In order to determine which predictors are most important for our trained model, I utilize the Boruta package. I select features based on our stepAIC optimize model, perform a Boruta search, and output the resulting variable importance ranking:

cmp_df <- as.data.frame(cmp_comp2) #convert to df

#select features from model
cmp_df_simplified <- cmp_df[, c('Yield','ManufacturingProcess10','ManufacturingProcess06','ManufacturingProcess28', 'BiologicalMaterial05', 'ManufacturingProcess43', 'ManufacturingProcess20', 'ManufacturingProcess07', 'ManufacturingProcess02', 'ManufacturingProcess04', 'ManufacturingProcess13', 'ManufacturingProcess39', 'BiologicalMaterial10', 'BiologicalMaterial03', 'ManufacturingProcess34', 'ManufacturingProcess37', 
'ManufacturingProcess09', 'ManufacturingProcess32')]
#cmp_df_simplified #verify 

#Perform Boruta search
boruta_output <- Boruta(Yield ~ ., data=cmp_df_simplified, doTrace=0, maxRuns = 1000)

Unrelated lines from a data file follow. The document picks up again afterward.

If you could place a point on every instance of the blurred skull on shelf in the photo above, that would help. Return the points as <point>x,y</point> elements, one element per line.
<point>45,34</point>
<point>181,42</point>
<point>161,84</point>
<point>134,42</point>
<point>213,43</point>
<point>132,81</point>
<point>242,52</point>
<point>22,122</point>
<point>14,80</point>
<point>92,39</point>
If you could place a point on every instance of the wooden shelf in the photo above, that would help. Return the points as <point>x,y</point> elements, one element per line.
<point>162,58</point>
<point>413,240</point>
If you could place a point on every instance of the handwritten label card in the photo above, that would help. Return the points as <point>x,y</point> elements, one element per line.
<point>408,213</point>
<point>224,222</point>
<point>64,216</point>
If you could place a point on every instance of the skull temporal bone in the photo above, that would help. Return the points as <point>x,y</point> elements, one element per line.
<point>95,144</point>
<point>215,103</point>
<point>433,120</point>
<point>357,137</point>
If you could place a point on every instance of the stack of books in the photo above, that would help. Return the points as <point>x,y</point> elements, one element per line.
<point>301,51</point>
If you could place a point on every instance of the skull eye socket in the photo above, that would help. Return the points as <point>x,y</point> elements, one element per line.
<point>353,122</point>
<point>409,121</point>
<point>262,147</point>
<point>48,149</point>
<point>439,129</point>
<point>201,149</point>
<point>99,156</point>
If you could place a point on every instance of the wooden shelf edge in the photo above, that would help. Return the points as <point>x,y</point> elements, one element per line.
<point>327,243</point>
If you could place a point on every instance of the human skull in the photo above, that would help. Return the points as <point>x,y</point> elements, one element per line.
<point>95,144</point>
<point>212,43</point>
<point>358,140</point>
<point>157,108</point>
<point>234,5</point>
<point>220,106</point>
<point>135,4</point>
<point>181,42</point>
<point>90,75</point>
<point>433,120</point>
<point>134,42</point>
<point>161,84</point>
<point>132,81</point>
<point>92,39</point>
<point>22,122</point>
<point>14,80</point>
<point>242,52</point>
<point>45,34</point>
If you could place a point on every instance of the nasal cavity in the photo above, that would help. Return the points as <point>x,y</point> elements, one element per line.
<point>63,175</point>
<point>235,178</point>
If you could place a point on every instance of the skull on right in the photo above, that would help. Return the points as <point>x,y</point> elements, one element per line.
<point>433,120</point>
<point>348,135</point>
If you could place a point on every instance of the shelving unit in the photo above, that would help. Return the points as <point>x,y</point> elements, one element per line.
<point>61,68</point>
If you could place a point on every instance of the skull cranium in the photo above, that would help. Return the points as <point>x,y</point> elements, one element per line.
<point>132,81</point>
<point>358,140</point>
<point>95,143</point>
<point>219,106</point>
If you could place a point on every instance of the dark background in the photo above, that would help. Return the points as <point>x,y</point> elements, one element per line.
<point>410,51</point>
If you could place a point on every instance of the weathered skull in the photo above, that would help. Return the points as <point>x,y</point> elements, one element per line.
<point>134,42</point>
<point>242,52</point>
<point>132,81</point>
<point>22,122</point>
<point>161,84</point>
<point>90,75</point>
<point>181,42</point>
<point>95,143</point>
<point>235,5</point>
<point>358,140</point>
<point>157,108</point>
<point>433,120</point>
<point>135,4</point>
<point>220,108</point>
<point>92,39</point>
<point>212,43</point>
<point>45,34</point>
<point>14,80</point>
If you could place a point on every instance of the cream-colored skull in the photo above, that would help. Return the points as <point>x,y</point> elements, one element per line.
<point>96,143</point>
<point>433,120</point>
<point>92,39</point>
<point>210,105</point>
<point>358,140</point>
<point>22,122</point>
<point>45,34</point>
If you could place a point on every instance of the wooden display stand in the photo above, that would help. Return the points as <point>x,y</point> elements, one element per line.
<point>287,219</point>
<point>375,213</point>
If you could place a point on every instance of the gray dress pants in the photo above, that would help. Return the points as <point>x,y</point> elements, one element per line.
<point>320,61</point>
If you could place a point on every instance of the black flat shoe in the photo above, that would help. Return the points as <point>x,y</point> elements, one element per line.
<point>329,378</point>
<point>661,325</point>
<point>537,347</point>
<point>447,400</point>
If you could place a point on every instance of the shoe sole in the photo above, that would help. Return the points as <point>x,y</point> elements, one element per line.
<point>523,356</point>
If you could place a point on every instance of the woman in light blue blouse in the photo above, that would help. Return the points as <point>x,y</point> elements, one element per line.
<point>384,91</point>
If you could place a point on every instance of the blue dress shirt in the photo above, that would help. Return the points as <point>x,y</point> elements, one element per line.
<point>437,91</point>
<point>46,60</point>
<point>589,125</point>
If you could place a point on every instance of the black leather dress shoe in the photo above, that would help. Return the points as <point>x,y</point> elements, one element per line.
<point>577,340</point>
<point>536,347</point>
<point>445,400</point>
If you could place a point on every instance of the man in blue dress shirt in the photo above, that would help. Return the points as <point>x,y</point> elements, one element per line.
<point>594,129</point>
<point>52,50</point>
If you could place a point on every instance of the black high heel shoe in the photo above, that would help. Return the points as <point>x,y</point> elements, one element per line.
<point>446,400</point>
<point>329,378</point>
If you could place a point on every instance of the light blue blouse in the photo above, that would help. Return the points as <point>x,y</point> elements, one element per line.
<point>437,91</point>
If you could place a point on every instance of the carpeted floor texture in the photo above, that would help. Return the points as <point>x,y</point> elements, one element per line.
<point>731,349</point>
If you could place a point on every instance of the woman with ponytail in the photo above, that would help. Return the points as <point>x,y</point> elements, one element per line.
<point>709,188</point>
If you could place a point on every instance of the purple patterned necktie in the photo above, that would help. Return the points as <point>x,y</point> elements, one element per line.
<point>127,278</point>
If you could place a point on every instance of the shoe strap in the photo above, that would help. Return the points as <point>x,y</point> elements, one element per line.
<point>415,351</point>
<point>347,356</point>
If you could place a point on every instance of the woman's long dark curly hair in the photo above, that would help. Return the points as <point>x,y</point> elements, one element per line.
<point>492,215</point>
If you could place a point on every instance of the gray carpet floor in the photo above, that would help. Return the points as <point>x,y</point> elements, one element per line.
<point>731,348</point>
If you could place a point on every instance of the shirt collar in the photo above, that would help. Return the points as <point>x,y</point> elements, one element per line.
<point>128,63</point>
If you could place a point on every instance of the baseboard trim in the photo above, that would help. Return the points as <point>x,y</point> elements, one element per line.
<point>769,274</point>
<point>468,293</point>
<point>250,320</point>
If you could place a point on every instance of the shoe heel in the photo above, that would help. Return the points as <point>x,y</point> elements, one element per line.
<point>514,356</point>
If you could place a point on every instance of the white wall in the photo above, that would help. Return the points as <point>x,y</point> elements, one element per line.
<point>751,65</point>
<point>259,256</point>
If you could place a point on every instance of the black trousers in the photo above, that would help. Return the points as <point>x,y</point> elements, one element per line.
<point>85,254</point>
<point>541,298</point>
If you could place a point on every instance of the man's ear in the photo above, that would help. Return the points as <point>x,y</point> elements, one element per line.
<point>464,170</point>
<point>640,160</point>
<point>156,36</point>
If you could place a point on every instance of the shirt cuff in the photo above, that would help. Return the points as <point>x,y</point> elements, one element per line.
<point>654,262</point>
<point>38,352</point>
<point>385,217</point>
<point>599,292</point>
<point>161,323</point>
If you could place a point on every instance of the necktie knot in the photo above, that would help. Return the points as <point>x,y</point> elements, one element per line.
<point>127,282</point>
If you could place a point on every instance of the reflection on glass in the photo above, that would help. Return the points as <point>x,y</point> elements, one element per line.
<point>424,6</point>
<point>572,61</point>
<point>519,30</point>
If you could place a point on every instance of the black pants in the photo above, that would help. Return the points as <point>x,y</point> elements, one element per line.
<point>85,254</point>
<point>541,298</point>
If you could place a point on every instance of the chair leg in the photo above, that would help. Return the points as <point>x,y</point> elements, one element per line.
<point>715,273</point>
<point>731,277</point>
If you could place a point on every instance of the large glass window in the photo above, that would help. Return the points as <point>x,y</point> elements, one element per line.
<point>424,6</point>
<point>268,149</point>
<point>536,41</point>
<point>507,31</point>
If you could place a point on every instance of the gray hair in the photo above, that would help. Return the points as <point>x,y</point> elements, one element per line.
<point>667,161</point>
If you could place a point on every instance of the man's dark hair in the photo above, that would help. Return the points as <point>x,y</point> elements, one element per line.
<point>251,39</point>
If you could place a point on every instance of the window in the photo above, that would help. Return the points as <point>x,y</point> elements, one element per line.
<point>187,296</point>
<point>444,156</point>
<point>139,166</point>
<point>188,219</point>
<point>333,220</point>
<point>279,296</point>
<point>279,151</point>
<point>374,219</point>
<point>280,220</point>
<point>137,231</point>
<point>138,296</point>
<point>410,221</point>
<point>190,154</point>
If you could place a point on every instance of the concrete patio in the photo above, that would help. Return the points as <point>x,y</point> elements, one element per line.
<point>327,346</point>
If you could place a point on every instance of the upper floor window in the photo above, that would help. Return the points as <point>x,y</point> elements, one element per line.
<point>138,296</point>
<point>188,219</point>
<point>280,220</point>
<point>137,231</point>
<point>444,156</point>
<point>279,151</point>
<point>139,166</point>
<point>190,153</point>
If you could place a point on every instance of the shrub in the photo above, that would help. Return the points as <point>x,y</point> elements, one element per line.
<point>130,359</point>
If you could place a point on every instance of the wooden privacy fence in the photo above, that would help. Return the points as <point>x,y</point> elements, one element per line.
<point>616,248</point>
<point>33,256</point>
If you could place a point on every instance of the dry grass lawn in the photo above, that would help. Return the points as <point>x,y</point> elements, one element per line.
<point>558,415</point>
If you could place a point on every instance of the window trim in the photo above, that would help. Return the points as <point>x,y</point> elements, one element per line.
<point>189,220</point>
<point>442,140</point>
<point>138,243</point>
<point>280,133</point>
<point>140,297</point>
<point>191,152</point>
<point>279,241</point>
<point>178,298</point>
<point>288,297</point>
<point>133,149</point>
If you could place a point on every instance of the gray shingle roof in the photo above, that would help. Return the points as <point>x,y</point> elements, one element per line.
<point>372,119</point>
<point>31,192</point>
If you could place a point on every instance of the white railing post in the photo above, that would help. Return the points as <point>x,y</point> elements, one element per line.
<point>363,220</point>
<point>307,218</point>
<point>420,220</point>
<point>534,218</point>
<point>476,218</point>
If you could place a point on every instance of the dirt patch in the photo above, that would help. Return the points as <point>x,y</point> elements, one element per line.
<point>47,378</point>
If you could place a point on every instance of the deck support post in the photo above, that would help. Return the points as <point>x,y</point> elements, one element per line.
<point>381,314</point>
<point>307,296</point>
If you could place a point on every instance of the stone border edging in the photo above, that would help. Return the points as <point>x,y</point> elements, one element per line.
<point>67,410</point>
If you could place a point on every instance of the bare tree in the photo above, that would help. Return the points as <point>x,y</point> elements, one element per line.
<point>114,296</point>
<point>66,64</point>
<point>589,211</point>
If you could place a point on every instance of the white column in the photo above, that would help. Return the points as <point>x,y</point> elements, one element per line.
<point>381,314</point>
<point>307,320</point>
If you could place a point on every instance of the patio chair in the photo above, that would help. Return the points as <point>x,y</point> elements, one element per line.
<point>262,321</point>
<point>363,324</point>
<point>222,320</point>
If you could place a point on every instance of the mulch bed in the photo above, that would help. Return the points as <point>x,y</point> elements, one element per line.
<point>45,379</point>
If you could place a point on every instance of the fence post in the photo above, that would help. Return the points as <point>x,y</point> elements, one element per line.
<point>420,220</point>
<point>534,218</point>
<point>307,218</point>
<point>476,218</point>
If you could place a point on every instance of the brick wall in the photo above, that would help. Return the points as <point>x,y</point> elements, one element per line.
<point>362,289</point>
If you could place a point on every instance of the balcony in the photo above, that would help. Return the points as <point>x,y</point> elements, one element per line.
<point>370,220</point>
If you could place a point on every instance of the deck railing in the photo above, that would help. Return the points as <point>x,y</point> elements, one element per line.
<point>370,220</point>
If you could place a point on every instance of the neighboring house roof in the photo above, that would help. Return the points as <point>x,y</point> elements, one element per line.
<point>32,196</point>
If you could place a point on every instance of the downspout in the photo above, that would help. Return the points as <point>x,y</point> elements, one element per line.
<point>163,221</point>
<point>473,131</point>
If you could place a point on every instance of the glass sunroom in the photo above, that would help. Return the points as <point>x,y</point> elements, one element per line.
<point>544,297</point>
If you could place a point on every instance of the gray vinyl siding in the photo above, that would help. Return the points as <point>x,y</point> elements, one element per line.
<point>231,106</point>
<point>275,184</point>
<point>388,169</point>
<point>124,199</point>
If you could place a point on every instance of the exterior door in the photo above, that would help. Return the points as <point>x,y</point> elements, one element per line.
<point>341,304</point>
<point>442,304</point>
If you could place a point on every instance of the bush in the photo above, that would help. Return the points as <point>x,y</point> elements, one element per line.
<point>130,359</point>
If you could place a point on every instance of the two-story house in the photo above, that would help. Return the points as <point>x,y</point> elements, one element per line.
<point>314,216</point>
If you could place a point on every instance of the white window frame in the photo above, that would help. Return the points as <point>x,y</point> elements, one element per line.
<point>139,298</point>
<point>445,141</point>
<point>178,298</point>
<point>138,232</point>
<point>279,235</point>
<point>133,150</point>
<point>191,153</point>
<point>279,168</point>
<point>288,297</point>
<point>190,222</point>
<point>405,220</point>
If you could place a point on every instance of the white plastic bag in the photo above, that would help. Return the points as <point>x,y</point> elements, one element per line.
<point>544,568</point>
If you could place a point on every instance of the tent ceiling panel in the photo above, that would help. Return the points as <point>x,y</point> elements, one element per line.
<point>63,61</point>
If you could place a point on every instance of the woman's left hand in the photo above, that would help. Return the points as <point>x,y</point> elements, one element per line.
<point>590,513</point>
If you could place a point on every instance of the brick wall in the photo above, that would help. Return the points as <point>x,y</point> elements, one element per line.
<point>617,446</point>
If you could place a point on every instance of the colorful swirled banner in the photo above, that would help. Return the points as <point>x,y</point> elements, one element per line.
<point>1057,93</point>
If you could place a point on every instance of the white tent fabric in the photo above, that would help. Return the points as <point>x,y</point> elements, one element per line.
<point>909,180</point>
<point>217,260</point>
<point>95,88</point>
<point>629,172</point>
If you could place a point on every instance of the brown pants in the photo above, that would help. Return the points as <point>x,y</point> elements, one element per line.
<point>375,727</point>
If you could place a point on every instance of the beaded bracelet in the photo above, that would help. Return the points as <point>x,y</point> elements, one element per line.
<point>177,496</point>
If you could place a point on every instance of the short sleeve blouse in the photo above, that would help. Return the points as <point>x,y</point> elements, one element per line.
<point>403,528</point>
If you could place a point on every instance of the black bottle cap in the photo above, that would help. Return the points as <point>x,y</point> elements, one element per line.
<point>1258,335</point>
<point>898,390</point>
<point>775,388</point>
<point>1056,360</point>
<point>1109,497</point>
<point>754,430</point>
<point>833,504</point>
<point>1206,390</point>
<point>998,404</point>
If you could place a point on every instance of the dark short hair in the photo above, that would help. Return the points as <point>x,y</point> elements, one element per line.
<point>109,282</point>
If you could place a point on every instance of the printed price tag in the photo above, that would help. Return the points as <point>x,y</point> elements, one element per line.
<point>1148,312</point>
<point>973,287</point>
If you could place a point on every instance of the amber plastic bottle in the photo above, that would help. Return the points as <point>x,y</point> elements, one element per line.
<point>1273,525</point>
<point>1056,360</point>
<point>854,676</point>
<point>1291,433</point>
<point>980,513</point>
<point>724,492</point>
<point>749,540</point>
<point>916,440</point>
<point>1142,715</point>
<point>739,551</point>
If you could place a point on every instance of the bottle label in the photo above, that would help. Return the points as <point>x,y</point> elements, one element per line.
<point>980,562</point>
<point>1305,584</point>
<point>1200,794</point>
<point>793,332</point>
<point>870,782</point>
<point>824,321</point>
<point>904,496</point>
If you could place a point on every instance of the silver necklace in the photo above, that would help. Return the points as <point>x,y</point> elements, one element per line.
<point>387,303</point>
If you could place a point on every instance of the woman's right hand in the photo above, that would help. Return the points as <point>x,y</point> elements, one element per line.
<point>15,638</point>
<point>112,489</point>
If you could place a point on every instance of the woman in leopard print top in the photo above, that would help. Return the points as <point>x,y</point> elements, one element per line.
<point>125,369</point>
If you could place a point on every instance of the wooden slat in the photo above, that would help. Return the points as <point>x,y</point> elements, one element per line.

#Get significant variables including tentatives
boruta_signif <- getSelectedAttributes(boruta_output, withTentative = TRUE)
#print(boruta_signif)

# Plot variable importance
plot(boruta_output, cex.axis=.7, las=2, xlab="", main="Variable Importance")

The Boruta function performs a top-down search for relevant features by comparing original attributes’ importance with importance achieveable at random, estimated via permutated copies, and progressively eliminating irrelevant features to stabilize. The resulting ourput show features with strongest variable importance from right to left. The features higher up on the plot (and in green) are our strongest predictors and those with the strongest correlation to the Yield.

We observe in the resulting plot that process predictors dominate the list with 14/17 of our model’s predictors and that our strongest predictor is ManufacturingProcess32.

(f) Explore the relationships between each of the top predictors and the response. How could this information be helpful in improving yield in future runs of the manufacturing process?

The Boruta output from above addresses this ask as well. We observe that process predictors dominate the list and that our top three predictors are ManufacturingProcess32, BiologicalMaterial03, and ManufacturingProcess13.

This information could be helpful inn improving yield in future runs of the manufacturing process by highlighting which parts of the process have the greatest impact on improving yield. Those with the highest importance factor (noted above) are the parts of the process Operations could focus on to minimize effort while maximizing Yield.